Et Xiaomi a un autre front ouvert: la conduite assistée. Le rappel de 116 887 voitures sur ce sujet montre que l’entreprise doit gérer deux types de risques en même temps: le logiciel qui peut augmenter un risque de collision dans certains scénarios si le conducteur ne réagit pas, et le matériel qui peut empêcher une extraction après un choc. Deux domaines différents, deux réponses différentes. Si tu mélanges tout dans la com’, tu perds tout le monde.

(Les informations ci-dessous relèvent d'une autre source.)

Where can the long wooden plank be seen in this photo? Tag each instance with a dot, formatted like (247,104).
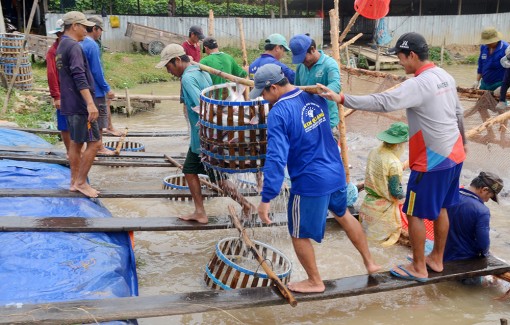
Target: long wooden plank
(133,134)
(59,152)
(110,194)
(123,161)
(117,224)
(87,311)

Dans les garages, la confiance se gagne sur des détails. Une poignée qui a un secours mécanique clair, ça parle à tout le monde. Un système d’aide à la conduite qui sait dire « je ne sais pas » et te rend la main proprement, pareil. Xiaomi a déjà franchi des caps industriels, jusqu’à annoncer 500 000 exemplaires produits. Maintenant, il faut franchir le cap le plus ingrat: prouver que l’auto, ce n’est pas un smartphone sur roues, et que la sécurité, ça se conçoit pour le pire jour de ta vie.

À retenir

  • Le drame médiatisé met en cause l’ouverture extérieure des portes après perte de basse tension.
  • Le défaut est structurel : une mise à jour à distance ne suffit pas pour les poignées.
  • Xiaomi a déjà basculé la production vers des poignées avec secours mécanique.
  • La gestion des voitures déjà livrées est le point le plus sensible pour la confiance.
  • Xiaomi doit gérer en parallèle des sujets matériel (accès) et logiciel (conduite assistée).

Questions fréquentes

Pourquoi parle-t-on de 370 000 SU7 concernées ?
Le chiffre correspond aux SU7 de première génération déjà en circulation, visées par une forte pression médiatique après un accident ayant mis en avant un risque lié aux poignées de porte motorisées et à la perte d’alimentation basse tension.
Pourquoi une mise à jour OTA ne règle pas le problème des poignées ?
Parce que le point critique décrit est physique : si le mécanisme d’ouverture extérieure dépend de l’électricité et qu’il n’existe pas de secours mécanique accessible depuis l’extérieur, le blocage peut survenir après un choc. Du code ne remplace pas une redondance mécanique.
Xiaomi a-t-il déjà procédé à des rappels sur la SU7 ?
Oui, un rappel distinct a concerné 116 887 véhicules produits entre février 2024 et août 2025 pour un défaut du système de conduite semi-autonome, corrigé via une mise à jour gratuite à distance, visant des scénarios extrêmes de reconnaissance et d’alerte.
Qu’a changé Xiaomi sur les modèles plus récents ?
La production de la première mouture s’est arrêtée en février au profit d’un modèle intégrant des poignées avec secours mécanique, ce qui répond directement au risque de blocage si l’alimentation électrique tombe après une collision.
À quoi sert le comité sécurité annoncé par Xiaomi ?
Ce groupe doit évaluer les équipements électriques et les systèmes de conduite assistée, puis formuler des recommandations pour éviter des défaillances techniques. L’annonce a été faite depuis l’usine de véhicules électriques de Xiaomi à Pékin, avec une première réunion prévue au premier semestre.